Apprezzamenti alla compagna: giovane accoltella due operai a Ponziana

Un 25enne si è scagliato con un coltello contro i lavoratori che eseguivano interventi in quota. In totale sono tre le persone rimaste ferite

Maria Elena Pattaro
Il cantiere dove è avvenuta l’aggressione, in via Ucekar (foto Andrea Lasorte)
Il cantiere dove è avvenuta l’aggressione, in via Ucekar (foto Andrea Lasorte)

Accoltella due operai edili per un saluto o un apprezzamento rivolto alla ragazza che era con lui. E nel cantiere si scatena il caos, con i colleghi che intervengono per bloccare l’aggressore. La violenza è esplosa mercoledì all’ora di pranzo in via Ucekar, nel rione di Ponziana. Il bilancio è di tre persone finite all’ospedale, tra cui i due lavoratori, di origini balcaniche, che fortunatamente hanno riportato soltanto tagli superficiali e il loro aggressore.

Si tratta di un giovane marocchino di circa 25 anni, visibilmente agitato all’arrivo dei soccorritori e della Polizia di Stato. Secondo alcune versioni, il giovane sarebbe stato a sua volta colpito in testa con un martello da uno degli operai. Stando a quanto si apprende, sono già scattate alcune denunce a piede libero per lesioni personali. Non è escluso che ne arrivino altre: gli agenti, infatti, stanno valutando le posizioni di altri soggetti presenti al parapiglia. L’obiettivo è ricostruire l’esatta dinamica dei fatti e accertare le responsabilità dei vari soggetti intervenuti.

Mercoledì un’ordinaria giornata di lavoro ha rischiato di finire in tragedia per motivi banali. Secondo una prima sommaria ricostruzione, i due operai stavano eseguendo dei lavori sulla facciata di un palazzo. Il giovane marocchino è transitato vicino al cantiere insieme alla sua ragazza. Ed è proprio in quegli istanti che si è innescata la miccia che avrebbe poi innescato la violenza. Uno dei due operai le avrebbe rivolto un cenno. Pare che i due fossero stati compagni di classe.

Il giovane che era con lei ha perso il controllo. Saluto o apprezzamento che fosse (non è stato ancora chiarito), quell’interazione gli è sembrata inopportuna. E non ha esitato a farlo presente, prima avrebbe inveito contro i lavoratori e poi, quando se li è ritrovati davanti, ha estratto un coltello.

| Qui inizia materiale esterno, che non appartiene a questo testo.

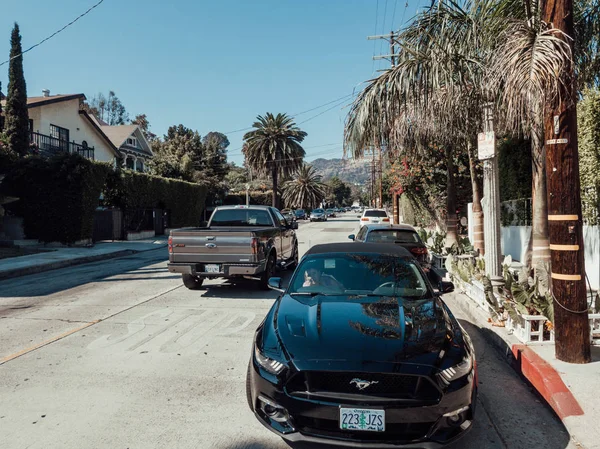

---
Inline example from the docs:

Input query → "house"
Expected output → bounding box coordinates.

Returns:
[3,90,119,163]
[92,116,153,172]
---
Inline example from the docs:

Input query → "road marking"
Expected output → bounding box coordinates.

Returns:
[0,320,102,365]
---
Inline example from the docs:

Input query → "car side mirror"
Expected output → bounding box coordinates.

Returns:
[268,278,285,293]
[440,281,454,293]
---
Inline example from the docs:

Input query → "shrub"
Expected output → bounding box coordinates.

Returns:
[0,153,110,244]
[104,171,207,228]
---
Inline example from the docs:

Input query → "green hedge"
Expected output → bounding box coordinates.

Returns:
[104,171,207,228]
[0,153,111,244]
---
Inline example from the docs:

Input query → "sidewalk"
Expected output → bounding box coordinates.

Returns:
[445,292,600,449]
[0,236,167,279]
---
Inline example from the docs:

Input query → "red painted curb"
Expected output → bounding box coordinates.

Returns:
[512,345,583,420]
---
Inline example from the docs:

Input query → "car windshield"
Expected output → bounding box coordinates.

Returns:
[366,229,421,243]
[365,210,387,217]
[210,209,273,226]
[288,253,431,300]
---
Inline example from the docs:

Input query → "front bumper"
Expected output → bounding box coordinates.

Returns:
[167,262,265,279]
[250,361,477,449]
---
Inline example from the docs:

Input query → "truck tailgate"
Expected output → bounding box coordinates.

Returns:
[169,228,262,263]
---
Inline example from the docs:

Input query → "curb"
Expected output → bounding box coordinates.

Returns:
[0,245,166,280]
[456,294,584,428]
[512,345,584,421]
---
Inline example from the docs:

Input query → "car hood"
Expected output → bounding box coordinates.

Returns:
[276,295,453,370]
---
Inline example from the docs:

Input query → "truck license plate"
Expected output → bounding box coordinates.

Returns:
[340,408,385,432]
[204,264,221,273]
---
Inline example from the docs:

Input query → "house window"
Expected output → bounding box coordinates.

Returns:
[50,124,69,151]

Li ha colpiti agli arti e al busto, per fortuna senza raggiungere punti vitali. Uno dei due avrebbe reagito colpendolo alla testa con un martello, senza causargli gravi ferite. Il tutto mentre gli altri colleghi erano accorsi per difendere i loro compagni. A quegli attimi di gran confusone è seguita la scia di sirene e lampeggianti.

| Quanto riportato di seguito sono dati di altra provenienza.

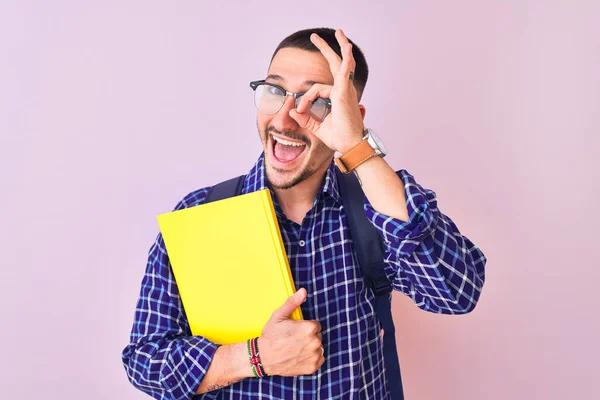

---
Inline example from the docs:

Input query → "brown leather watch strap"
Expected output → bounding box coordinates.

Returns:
[335,139,377,174]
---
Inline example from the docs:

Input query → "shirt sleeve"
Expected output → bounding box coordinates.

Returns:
[122,188,218,400]
[365,170,486,314]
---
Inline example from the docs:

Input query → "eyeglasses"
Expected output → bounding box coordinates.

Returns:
[250,81,331,122]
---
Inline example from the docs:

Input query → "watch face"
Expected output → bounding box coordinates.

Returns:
[367,129,387,157]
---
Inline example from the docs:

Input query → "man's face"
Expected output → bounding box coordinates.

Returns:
[257,48,334,189]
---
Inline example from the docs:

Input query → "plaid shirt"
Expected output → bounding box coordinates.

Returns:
[123,156,486,400]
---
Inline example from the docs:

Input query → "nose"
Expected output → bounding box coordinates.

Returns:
[271,95,298,132]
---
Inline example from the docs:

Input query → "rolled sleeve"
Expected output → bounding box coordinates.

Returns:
[122,188,218,400]
[364,170,486,314]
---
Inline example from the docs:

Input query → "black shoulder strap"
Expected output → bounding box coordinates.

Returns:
[207,168,404,400]
[336,168,404,400]
[206,175,246,203]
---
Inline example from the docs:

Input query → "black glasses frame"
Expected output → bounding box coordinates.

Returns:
[250,80,331,122]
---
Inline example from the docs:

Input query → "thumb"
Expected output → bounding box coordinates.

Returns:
[273,288,306,321]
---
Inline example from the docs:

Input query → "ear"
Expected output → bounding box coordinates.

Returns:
[358,104,367,121]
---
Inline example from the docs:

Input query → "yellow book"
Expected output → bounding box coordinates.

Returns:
[157,190,302,344]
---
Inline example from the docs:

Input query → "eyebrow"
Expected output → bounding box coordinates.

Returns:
[265,74,322,86]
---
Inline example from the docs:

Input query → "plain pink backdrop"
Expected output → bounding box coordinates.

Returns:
[0,0,600,400]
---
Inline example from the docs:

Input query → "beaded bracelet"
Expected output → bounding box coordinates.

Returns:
[247,338,269,378]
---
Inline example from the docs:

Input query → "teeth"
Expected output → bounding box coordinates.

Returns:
[273,136,306,147]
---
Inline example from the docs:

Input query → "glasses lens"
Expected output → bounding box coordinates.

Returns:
[254,83,285,114]
[310,97,329,121]
[296,95,329,122]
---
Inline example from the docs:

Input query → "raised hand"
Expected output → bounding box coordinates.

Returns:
[290,29,364,153]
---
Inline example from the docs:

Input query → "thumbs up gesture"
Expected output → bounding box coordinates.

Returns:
[258,289,325,376]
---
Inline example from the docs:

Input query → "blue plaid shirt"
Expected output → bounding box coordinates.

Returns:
[123,156,486,400]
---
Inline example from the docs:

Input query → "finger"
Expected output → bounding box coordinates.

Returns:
[273,288,306,320]
[310,33,342,76]
[313,321,323,333]
[339,43,356,82]
[290,108,321,132]
[296,83,333,114]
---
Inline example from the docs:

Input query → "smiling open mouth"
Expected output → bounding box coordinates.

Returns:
[271,136,306,163]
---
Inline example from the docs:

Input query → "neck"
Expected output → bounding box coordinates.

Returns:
[273,163,330,225]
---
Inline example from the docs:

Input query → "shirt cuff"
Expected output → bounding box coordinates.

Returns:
[161,336,219,400]
[364,170,438,254]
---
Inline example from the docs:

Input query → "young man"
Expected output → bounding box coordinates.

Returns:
[123,29,486,400]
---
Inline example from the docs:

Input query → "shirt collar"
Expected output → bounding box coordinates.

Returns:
[242,153,341,203]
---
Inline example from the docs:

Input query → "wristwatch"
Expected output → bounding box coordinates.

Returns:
[335,128,387,174]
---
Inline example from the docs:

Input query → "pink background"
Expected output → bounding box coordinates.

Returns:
[0,0,600,400]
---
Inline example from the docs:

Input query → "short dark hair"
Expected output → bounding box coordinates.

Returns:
[271,28,369,98]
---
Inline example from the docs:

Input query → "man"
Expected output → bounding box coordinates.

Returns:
[123,29,486,400]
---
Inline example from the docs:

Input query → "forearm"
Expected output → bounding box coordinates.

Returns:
[196,343,252,394]
[356,157,409,222]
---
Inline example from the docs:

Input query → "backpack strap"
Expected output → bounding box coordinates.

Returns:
[336,168,404,400]
[206,175,246,203]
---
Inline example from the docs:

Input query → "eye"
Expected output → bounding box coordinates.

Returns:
[265,85,282,96]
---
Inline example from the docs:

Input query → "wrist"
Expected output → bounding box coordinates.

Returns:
[256,336,273,376]
[337,129,365,155]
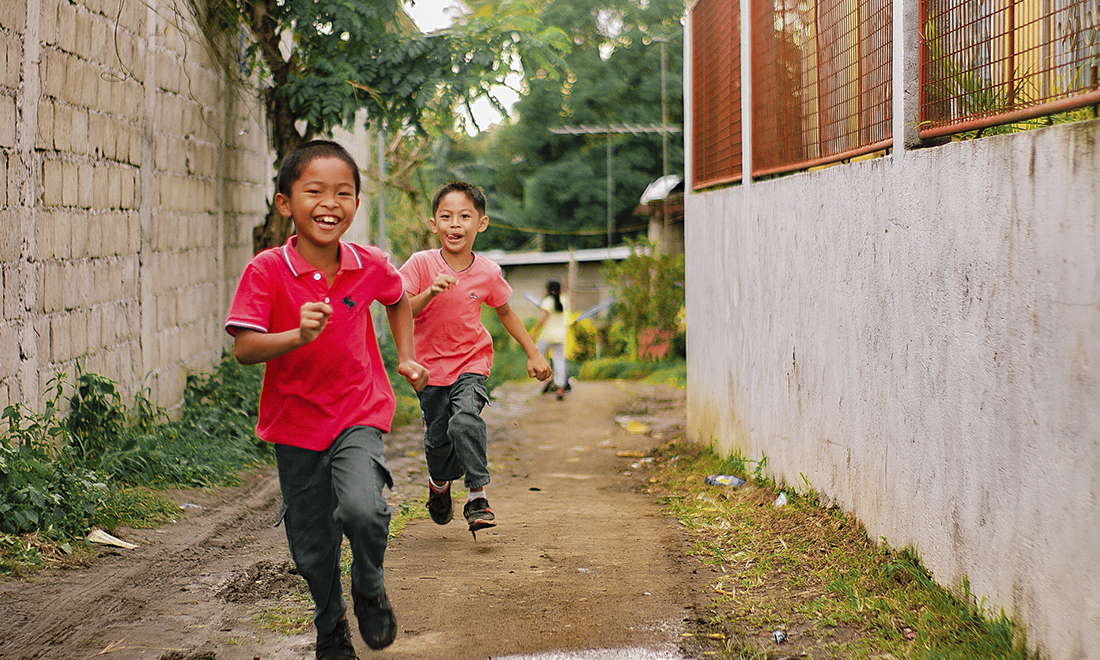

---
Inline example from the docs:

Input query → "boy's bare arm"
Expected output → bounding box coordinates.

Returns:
[495,303,550,381]
[233,303,332,364]
[386,294,428,392]
[409,273,459,317]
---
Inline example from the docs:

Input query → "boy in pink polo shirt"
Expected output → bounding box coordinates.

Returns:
[226,140,429,660]
[400,182,550,538]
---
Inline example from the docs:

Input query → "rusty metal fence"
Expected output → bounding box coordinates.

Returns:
[751,0,892,176]
[692,0,741,190]
[919,0,1100,138]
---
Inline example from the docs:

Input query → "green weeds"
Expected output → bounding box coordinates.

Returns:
[0,355,272,572]
[656,441,1031,660]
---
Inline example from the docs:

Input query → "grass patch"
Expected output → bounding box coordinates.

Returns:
[0,355,274,573]
[576,358,688,389]
[652,441,1033,660]
[254,593,314,635]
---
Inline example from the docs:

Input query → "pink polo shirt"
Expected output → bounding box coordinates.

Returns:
[402,250,512,385]
[226,237,404,451]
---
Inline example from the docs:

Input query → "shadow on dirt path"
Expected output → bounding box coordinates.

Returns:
[0,382,699,660]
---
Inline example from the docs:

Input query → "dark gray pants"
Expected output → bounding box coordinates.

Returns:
[275,426,394,634]
[417,374,490,491]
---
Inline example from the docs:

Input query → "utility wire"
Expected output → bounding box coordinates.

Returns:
[488,220,649,237]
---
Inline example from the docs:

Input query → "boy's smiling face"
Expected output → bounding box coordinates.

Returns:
[428,190,488,257]
[275,156,359,254]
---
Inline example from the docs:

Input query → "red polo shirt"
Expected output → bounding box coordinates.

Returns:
[402,250,512,385]
[226,237,404,451]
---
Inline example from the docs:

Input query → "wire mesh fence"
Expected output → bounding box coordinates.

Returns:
[919,0,1100,138]
[692,0,741,189]
[751,0,892,176]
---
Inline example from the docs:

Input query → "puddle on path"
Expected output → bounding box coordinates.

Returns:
[491,648,684,660]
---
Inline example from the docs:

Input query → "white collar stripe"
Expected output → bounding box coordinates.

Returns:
[283,244,298,277]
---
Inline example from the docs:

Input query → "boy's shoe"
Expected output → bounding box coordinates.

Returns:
[351,584,397,650]
[317,618,359,660]
[462,497,496,531]
[427,482,454,525]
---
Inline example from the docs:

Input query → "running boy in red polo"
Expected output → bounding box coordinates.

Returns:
[402,182,550,532]
[226,141,429,660]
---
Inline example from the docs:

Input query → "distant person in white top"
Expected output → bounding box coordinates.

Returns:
[531,279,570,400]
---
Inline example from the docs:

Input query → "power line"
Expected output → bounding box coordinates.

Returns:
[549,122,682,248]
[488,220,649,237]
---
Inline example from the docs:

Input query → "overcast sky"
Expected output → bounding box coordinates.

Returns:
[405,0,518,129]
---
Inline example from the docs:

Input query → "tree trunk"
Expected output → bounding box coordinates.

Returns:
[251,0,309,253]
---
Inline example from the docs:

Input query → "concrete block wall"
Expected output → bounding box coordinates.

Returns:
[0,0,273,408]
[686,120,1100,660]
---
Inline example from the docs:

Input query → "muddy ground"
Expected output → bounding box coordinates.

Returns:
[0,382,705,660]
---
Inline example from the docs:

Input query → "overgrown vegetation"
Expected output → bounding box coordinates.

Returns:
[651,441,1032,660]
[0,355,272,572]
[0,341,433,573]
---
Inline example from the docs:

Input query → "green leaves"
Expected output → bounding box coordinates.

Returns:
[0,355,271,554]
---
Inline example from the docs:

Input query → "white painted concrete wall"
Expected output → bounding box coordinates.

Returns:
[686,121,1100,660]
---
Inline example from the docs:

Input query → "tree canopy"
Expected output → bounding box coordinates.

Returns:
[191,0,570,250]
[433,0,684,250]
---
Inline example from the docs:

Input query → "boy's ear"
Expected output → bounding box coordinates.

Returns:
[275,193,293,218]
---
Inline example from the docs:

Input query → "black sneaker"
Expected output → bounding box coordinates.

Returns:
[317,618,359,660]
[462,497,496,531]
[427,482,454,525]
[351,584,397,650]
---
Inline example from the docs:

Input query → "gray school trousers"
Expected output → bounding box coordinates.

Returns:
[417,374,490,491]
[275,426,394,634]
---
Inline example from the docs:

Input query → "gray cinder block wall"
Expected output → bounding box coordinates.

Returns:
[0,0,273,408]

Sul posto sono intervenute ambulanze e automedica del 118 e alcune pattuglie del commissariato di San Sabba. I tre feriti sono stati trasportati al Pronto Soccorso di Cattinara: chi per i fendenti, nel caso dei due operai; chi per lo stato di forte agitazione più che per le contusioni, nel caso dell’accoltellatore. Sono già stati tutti dimessi senza gravi conseguenze sanitarie. Resta aperto, invece, il fronte giudiziario.